On Sun, Jun 9, 2013 at 1:09 PM, Dirk Schulze <dschulze@adobe.com> wrote:
> On Jun 9, 2013, at 1:04 PM, "Tab Atkins Jr." <jackalmage@gmail.com> wrote:
>> On Sat, Jun 8, 2013 at 7:34 PM, Dirk Schulze <dschulze@adobe.com> wrote:
>>> Hi,
>>>
>>> I had a chance to discuss this topic with fantasai during the CSS F2F. fantasai suggested that the 'mask-*' properties get a new shorthand property (maybe 'mask-layer'?). 'mask' itself would reset the 'mask-layer' and 'mask-box-image' properties and would itself have a reasonable setting.
>>>
>>> Based on this idea, a syntax proposal could look like this:
>>>
>>> 'mask' = none | <url> [alpha | luminance]?
>>>
>>> - 'none' is the initial value in current implementations
>>> - If 'mask' is set all mask properties (including 'mask-box-image-*' and 'mask-*') are reset to the initial value.
>>> - '<url>' can just be used to reference <mask> elements, as it is defined SVG 1.1 and implemented in all browsers.
>>> - 'mask' will not be a shorthand
>>>
>>> The old 'mask' shorthand will be renamed to 'mask-layer' and all 'mask-*' longhands to 'mask-layer-*' (or a better name if there is one).
>>> - 'mask-layer-image's '<url>' will just support CSS Images, no references to <mask> elements possible.
>>
>> I'm not entirely sure I understand.  'mask' isn't a shorthand?  What
>> exactly does it do, then?  Is it just like 'mask-layer', but with a
>> different value space for <url>, and only supporting one layer?
>
> No layer at all. It is just the normal SVG Masking from SVG 1.1. But with setting the value to none, it resets all masks.(Including CSS Masking from WebKit.) This is similar to border, which resets all settings on border-image.
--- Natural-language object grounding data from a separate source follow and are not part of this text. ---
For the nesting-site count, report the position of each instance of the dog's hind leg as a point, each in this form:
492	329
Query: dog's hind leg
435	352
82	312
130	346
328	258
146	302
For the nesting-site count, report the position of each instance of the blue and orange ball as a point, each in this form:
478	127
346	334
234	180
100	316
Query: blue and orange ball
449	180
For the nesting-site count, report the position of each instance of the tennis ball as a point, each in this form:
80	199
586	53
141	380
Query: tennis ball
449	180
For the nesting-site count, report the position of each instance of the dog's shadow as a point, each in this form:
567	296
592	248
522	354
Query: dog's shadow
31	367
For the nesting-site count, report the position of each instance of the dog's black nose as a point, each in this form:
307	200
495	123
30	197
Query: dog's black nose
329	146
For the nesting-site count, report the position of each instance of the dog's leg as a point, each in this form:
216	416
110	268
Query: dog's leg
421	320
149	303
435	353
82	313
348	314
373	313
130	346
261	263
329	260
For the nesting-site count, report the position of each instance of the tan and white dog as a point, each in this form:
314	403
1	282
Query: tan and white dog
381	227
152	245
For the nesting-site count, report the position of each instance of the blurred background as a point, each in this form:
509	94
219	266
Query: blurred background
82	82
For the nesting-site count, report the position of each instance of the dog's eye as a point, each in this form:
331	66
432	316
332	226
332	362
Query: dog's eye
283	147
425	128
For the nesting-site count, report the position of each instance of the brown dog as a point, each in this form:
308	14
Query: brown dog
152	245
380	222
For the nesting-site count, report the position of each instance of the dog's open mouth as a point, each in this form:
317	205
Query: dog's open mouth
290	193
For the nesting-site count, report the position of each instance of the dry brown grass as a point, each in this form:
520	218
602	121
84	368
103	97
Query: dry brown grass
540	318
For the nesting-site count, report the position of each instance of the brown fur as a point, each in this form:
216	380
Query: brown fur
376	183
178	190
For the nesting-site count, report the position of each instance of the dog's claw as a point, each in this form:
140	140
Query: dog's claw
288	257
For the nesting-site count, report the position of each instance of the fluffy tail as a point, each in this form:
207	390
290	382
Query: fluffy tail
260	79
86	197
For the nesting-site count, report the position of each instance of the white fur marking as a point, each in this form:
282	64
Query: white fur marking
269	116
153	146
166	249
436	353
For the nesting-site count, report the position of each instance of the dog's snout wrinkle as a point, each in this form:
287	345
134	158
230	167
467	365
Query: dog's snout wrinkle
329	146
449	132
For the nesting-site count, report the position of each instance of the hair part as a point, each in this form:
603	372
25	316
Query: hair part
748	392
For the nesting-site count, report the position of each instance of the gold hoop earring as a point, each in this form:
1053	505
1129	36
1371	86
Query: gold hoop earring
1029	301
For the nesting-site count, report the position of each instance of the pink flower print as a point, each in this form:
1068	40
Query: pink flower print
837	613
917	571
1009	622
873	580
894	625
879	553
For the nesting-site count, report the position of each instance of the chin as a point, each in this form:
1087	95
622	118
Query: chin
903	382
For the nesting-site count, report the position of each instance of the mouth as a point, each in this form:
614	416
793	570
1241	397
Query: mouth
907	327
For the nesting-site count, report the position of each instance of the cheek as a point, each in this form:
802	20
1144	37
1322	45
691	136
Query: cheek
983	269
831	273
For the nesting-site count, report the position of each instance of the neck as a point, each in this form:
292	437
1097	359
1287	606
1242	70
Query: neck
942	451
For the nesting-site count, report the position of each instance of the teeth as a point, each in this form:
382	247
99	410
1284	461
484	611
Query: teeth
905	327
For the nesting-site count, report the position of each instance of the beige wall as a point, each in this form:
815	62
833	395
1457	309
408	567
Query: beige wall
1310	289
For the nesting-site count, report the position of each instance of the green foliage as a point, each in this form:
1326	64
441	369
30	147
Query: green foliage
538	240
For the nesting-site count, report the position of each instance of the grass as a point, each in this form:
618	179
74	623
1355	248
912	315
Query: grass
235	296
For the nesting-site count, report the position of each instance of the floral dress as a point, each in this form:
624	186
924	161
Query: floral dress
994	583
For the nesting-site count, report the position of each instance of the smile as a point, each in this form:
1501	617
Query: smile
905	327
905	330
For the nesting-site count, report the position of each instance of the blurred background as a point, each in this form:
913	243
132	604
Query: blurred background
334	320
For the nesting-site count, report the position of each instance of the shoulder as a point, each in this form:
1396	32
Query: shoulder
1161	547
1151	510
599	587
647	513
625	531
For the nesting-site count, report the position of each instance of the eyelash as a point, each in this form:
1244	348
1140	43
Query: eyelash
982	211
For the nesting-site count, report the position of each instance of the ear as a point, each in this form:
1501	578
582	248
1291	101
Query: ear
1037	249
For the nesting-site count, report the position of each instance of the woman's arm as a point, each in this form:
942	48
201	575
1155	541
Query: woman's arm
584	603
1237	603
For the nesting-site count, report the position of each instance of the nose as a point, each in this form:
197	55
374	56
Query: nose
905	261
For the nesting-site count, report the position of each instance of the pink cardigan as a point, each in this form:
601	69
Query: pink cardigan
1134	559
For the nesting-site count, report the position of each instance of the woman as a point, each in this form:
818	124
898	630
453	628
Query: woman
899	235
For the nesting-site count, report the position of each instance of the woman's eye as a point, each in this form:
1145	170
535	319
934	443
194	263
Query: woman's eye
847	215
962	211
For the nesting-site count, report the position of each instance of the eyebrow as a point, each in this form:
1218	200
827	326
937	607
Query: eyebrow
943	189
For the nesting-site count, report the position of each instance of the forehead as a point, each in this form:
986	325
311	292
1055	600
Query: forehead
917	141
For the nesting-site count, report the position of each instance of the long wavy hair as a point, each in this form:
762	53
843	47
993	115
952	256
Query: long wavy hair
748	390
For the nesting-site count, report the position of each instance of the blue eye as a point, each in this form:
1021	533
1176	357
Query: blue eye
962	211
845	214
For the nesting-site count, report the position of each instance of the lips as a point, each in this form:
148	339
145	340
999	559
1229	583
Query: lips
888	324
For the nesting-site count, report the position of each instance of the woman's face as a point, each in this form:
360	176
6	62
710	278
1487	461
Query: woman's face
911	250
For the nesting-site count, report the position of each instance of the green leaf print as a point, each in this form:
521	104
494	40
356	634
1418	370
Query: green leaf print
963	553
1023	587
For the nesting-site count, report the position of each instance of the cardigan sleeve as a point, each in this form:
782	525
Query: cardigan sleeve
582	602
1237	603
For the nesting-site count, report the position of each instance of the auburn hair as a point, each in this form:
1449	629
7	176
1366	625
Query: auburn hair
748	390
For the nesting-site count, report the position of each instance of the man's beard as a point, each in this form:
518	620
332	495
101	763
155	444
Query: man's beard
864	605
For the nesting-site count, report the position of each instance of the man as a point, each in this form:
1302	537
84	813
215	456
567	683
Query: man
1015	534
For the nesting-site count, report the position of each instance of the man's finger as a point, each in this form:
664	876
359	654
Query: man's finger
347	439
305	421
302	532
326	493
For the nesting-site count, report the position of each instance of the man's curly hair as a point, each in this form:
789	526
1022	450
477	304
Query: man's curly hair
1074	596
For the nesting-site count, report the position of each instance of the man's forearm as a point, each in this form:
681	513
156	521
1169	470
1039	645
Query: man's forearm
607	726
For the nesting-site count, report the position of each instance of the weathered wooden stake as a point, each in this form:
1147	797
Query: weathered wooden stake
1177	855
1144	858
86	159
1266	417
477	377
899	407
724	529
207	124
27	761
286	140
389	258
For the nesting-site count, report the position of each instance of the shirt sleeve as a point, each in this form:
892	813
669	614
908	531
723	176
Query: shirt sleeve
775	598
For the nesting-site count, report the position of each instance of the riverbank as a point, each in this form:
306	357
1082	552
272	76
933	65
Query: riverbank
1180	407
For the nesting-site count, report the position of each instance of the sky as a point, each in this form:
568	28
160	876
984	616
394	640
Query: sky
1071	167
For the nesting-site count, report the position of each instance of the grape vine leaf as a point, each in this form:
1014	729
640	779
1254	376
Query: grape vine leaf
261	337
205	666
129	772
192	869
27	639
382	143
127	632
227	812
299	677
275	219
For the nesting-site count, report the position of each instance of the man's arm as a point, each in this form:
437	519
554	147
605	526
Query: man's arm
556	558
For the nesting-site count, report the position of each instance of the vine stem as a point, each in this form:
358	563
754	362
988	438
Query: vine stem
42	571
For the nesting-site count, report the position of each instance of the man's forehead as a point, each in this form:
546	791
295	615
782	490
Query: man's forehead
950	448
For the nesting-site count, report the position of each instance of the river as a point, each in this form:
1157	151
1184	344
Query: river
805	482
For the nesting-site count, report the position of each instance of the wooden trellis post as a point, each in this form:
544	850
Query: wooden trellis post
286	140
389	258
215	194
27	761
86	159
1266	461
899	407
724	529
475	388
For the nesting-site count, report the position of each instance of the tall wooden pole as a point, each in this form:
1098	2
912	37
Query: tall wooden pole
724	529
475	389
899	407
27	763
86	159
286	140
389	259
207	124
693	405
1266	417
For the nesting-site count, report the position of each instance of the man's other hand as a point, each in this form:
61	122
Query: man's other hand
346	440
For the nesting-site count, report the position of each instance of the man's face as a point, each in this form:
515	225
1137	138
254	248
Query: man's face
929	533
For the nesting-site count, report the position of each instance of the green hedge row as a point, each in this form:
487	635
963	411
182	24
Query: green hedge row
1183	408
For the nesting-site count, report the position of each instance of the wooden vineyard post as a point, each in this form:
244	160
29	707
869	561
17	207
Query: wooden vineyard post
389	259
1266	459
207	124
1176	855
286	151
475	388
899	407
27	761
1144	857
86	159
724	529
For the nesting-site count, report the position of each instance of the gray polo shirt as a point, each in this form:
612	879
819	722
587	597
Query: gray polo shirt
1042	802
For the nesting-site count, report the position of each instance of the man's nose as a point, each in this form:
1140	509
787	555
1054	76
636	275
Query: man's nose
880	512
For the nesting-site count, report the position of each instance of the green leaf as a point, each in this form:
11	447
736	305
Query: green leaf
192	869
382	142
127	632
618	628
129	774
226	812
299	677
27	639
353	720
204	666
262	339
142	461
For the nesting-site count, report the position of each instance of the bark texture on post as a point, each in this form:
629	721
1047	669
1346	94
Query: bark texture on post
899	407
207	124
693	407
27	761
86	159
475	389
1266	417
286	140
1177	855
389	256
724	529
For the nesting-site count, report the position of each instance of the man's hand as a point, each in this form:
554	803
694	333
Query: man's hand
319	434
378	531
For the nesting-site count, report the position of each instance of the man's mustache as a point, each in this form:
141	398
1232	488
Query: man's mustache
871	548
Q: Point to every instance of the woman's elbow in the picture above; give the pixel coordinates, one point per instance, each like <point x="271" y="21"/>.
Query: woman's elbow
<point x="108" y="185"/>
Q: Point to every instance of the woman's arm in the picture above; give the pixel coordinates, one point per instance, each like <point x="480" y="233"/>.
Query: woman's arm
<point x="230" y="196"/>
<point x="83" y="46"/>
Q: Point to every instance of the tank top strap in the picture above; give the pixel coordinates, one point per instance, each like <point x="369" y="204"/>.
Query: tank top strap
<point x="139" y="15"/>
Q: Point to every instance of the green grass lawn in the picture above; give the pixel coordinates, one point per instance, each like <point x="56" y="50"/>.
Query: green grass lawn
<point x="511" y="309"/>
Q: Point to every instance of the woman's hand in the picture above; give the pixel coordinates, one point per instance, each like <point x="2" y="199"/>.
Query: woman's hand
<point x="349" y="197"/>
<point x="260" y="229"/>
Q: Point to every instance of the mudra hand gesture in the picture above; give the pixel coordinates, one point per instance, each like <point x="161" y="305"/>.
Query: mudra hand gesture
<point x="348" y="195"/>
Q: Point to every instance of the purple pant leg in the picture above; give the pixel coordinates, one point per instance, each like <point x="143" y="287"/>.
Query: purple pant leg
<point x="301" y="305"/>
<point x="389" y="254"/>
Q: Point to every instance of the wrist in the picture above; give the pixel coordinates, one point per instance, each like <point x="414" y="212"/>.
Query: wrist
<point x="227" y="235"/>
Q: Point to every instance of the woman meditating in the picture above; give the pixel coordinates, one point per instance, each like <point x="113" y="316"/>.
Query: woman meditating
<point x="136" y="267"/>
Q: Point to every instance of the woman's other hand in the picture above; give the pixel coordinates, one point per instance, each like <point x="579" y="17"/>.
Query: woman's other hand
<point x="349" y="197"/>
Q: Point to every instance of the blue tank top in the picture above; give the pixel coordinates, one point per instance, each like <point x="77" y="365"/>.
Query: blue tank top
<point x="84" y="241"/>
But "none" is the initial value.  If 'mask' isn't a shorthand, then
it's *always* none by default, which under your described semantics
would prevent any of the other mask-* properties from working.

You can't get the shorthand behavior where it only has the reset
effect if *specified* unless it's actually a shorthand.  Otherwise,
you have to rely on computed-value-time transformations, which always
apply.

~TJ

Received on Sunday, 9 June 2013 18:26:42 UTC